If defaulters in tax payments have strictures on going abroad, why then migrating students not settle their outstanding loans before they leave the country? The sponsoring institutions abroad ought to be held responsible for repayment of these outstandings. The brain drain is more a financial tranche to foster development of other countries – borrowing Indian human resource – in the name of providing opportunity for self-development or career advancement of these students. The opportunity cost the exchequer of GOI for educating a graduate or a professional in India is far more than expressed in the fees charged from the students. In that way, everyone is virtually on a scholarship. The trouble is few students realized the debt they owe to the country.

Any scheme to assist students and youth to pursue higher education is commendable. It is significant that an IT – based student Financial Aid Authority will be set up to administer and monitor scholarships and loan schemes through Pradhan Mantri Vidya Lakshmi Karyakram. “Indian youth have to be both educated and employable for jobs” – there can be no refutation to this contention. Additionally, the National Skills Mission set up under Scheme Development and Entrepreneurship Ministry is, indeed, a laudable initiative, as this is primarily aimed at increasing the employability of rural youth population. However, when these initiatives is seen against the backdrop of a 16.5% slashed funds for the education sector in the 2015 – 16 Union Budget ; with a sharp drop of almost 25% cut in the school sector – which has the highest dropout rates in the world with poor quality primary education – the vision of our education policy does get rather blurred. Secondary education is important , but only after primary education and this is “primary” to any education policy. It is pertinent to point out that there can be no greater inequality than to provide equality amongst “unequals” .

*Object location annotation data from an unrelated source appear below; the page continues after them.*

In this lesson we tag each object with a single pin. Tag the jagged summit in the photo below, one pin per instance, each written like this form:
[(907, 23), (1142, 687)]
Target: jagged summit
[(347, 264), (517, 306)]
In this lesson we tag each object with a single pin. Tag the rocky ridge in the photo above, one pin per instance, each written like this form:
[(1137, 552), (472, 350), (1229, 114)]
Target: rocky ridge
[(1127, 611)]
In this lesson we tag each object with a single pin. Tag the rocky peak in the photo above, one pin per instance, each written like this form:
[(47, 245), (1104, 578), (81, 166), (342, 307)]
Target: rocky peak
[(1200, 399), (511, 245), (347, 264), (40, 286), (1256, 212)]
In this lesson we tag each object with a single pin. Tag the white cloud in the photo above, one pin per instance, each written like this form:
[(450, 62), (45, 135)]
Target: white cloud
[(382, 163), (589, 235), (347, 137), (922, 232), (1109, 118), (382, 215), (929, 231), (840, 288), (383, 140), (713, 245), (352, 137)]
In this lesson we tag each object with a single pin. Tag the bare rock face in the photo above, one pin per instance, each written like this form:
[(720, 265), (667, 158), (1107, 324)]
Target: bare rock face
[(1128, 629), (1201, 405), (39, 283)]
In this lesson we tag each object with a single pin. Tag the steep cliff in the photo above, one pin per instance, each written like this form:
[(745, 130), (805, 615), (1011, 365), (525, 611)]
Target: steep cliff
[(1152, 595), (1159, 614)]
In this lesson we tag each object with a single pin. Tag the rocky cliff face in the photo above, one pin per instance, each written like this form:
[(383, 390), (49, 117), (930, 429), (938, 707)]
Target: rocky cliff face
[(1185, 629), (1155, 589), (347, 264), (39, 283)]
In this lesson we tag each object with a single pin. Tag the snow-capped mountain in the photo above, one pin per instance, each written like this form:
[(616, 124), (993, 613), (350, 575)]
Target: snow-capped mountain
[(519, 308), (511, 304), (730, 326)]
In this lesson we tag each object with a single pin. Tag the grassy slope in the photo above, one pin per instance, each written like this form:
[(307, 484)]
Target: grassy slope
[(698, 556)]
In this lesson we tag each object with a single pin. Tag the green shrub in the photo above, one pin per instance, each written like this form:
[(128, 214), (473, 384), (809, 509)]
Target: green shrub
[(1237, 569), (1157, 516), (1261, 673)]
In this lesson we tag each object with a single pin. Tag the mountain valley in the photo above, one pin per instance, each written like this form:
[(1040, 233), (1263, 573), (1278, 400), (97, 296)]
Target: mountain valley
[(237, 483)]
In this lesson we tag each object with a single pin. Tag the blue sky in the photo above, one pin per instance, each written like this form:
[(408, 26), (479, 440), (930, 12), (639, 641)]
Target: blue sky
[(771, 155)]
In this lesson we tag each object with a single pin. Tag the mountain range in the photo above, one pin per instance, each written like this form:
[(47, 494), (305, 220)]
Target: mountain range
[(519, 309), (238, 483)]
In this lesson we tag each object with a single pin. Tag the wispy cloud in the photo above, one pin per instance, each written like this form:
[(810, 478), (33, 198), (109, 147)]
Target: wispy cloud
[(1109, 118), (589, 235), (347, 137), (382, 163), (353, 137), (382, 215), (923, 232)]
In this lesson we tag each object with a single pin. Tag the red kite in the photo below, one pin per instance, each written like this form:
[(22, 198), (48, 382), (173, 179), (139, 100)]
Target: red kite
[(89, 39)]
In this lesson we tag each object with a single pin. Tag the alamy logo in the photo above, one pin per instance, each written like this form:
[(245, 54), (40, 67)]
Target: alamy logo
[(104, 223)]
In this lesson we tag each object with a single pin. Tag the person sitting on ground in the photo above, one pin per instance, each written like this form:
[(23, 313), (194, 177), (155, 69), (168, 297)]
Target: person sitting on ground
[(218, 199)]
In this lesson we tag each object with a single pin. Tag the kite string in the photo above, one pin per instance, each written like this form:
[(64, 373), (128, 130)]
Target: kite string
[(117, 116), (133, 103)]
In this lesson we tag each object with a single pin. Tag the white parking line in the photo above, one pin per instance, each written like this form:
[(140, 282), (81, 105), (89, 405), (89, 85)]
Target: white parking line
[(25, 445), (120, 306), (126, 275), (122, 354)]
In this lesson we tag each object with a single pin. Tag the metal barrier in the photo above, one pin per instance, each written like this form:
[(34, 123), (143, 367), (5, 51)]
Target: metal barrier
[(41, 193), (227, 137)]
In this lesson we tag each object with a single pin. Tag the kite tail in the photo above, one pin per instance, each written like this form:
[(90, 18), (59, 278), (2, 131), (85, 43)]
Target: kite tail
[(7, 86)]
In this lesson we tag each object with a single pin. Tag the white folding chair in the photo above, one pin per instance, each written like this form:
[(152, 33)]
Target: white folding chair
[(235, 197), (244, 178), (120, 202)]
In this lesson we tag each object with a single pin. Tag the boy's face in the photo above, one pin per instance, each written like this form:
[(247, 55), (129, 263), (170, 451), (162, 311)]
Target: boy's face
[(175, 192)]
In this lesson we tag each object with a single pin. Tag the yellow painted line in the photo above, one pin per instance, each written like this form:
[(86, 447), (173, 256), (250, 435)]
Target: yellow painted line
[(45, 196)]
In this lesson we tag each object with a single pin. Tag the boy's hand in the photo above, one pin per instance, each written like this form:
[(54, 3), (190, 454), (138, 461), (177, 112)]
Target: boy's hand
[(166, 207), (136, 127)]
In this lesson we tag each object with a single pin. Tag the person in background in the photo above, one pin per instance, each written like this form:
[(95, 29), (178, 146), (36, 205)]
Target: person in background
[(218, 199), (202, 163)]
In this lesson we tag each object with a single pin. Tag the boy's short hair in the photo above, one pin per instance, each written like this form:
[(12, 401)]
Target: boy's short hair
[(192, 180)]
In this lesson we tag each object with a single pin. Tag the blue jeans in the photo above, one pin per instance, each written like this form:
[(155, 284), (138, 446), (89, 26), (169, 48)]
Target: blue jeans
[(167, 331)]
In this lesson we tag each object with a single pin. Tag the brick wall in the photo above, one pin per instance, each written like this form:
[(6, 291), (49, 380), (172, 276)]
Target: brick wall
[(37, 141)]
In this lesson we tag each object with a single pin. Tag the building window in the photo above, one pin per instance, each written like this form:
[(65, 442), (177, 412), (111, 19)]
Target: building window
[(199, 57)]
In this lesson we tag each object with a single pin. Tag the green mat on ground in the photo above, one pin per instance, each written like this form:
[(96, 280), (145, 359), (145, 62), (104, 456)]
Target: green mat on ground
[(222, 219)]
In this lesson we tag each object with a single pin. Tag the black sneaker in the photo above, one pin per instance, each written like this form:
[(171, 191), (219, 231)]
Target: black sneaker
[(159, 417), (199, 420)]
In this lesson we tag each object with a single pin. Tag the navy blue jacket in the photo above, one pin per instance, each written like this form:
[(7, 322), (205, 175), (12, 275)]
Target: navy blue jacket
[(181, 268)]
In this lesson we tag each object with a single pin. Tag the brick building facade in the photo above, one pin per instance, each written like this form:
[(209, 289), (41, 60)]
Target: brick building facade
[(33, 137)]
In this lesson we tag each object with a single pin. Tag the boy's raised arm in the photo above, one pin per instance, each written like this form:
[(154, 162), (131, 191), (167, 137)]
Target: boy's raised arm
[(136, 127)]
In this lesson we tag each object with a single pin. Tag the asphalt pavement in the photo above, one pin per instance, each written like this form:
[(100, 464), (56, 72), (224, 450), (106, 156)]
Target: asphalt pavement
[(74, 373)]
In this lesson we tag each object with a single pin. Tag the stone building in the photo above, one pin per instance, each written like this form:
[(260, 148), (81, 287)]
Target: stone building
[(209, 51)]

How many students, especially in the rural areas, can be provided with tutors for four to five subjects ? How do we expect these students to compete with their counter parts in major metros for a common examination? What we call “merit” is often reflected on parents’ ability to provide financial support in pursuance of knowledge. Given this background , scholarships for the middle and poor classes will have little beneficial impact. It could have been better, if the government had thought of taking initiatives to reserve seats , say, 50% and paid for them dedicated for admission of students from low income groups and rural backgrounds. There are some excellent institutions, run by Missionaries (both Catholic and under Ramakrishna Mission etc.) that provides true education, regardless of class profile. GOI who do well to ask these institutions to penetrate deep and wide in the country to foster primary and secondary education.

Providing higher education at subsidized rate needs greater scrutiny. The GOI should essentially fund primary and secondary education and carefully develop research institutions, skill training, IT institutes, soft skill development centres. Higher Education should be left for the truly deserving and scholarships should be provided ‘with a human face’ and not on an abstract sense of merit. Such scholarships must be deemed as a loan which ought to be repaid with a minimum tenure as service to the nation. Else, we will be on the receiving end spending money on students who work for other countries.

Education is essential for character building , physical education, confidence, motivation and self esteem . In this regard, the government must address issues on life skills, soft skills, human values and getting to know what India is and needs to be. Religion is important but that can wait. Realization is eminent and is the manifestation of expression and belief. Funding in this regard is crucial and priceless.